A few more questions if you'll indulge me. First, how do you actually install ZFS on Debian? I understand you can install the ZFS package, but that in and of itself won't change the underlying filesystem on disk. Also, doesn't Ext4 also support checksumming? (See https://ext4.wiki.kernel.org/index.php/Ext4_Metadata_Checksu...).


Well, yes. You can't just convert filesystems in place, whether ZFS or otherwise. After installing the package you can create ZFS pools and filesystems. If you want to replace existing filesystems you would move all your stuff over after the fact.

Booting from ZFS will require some extra steps. I actually cheated here and just left /boot and / on ext4, using ZFS for /usr, /home, /var and everything else, so I don't have firsthand experience with this (on Linux anyway, on FreeBSD you can just select ZFS during installation). But if you do want that, it doesn't seem too difficult, https://openzfs.github.io/openzfs-docs/Getting%20Started/Deb...
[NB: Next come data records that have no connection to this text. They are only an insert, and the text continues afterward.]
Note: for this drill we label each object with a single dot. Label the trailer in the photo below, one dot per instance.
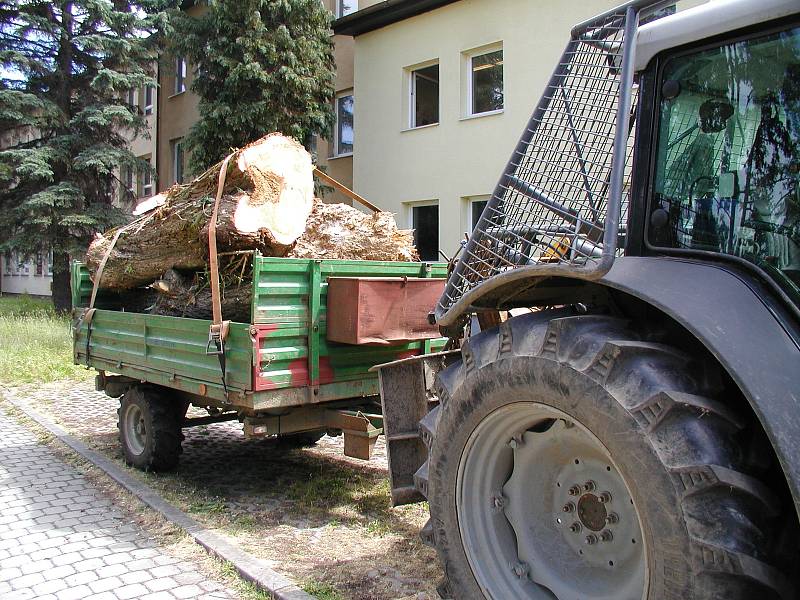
(278, 374)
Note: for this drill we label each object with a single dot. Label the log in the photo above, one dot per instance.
(269, 194)
(189, 295)
(339, 231)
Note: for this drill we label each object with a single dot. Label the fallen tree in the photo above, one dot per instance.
(268, 195)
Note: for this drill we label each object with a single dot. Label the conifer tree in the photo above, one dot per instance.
(66, 68)
(261, 66)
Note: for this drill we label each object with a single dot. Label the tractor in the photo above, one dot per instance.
(617, 416)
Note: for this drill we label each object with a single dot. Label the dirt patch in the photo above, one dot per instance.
(313, 514)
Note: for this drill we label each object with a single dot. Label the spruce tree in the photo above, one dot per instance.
(261, 66)
(66, 68)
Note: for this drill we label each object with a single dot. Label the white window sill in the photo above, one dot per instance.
(420, 127)
(491, 113)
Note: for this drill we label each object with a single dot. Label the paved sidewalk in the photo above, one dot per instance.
(61, 539)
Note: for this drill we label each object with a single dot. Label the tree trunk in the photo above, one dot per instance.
(269, 195)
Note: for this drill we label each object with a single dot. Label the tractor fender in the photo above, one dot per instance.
(751, 337)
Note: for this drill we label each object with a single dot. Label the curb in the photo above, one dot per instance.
(249, 568)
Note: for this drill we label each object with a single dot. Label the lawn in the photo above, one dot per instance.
(35, 343)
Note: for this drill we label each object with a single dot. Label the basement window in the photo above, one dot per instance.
(425, 221)
(344, 124)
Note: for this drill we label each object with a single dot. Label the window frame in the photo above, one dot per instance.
(410, 206)
(145, 182)
(469, 100)
(471, 201)
(176, 144)
(180, 75)
(411, 97)
(148, 90)
(340, 8)
(335, 146)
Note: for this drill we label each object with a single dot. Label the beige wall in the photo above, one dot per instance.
(460, 157)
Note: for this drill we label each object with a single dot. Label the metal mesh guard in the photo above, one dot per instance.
(551, 203)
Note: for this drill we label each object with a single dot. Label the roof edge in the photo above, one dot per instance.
(383, 14)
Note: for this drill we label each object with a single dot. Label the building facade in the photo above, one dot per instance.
(445, 88)
(444, 93)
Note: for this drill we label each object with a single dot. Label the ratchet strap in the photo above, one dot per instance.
(88, 314)
(219, 328)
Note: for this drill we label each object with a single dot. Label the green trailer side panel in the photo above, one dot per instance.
(290, 309)
(290, 324)
(165, 345)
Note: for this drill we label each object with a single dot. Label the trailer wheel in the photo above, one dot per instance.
(305, 439)
(570, 459)
(150, 429)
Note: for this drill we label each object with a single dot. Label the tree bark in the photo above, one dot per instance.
(269, 195)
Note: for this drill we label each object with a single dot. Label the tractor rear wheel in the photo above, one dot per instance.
(150, 429)
(568, 458)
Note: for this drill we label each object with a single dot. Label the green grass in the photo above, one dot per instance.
(36, 342)
(322, 591)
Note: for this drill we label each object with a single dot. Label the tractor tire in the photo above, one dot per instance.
(150, 429)
(570, 458)
(305, 439)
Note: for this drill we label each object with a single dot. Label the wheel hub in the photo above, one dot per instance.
(562, 515)
(591, 512)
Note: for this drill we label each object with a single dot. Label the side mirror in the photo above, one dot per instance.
(728, 186)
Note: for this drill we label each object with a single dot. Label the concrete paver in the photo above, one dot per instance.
(60, 538)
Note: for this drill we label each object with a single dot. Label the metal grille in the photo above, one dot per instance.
(554, 202)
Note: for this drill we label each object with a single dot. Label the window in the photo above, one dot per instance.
(425, 96)
(343, 144)
(485, 83)
(128, 179)
(146, 180)
(726, 178)
(177, 161)
(148, 100)
(180, 75)
(345, 7)
(476, 206)
(425, 221)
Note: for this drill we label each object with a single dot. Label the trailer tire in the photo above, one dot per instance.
(668, 442)
(150, 429)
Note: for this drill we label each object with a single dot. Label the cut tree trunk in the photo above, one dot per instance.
(188, 296)
(269, 194)
(339, 231)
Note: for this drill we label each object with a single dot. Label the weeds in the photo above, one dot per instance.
(322, 591)
(36, 343)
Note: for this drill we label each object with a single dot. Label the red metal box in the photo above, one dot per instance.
(381, 310)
As far as ext4 checksumming, as your own link says, it only checksums metadata -- actually, a subset of the metadata apparently. ZFS checksums everything, meaning your actual data. Further, since ext4 is not aware of redundancy -- you'd be using lvm or mdraid for that -- it's not clear what it can do if it does detect an error. With ZFS these errors are fixed automatically.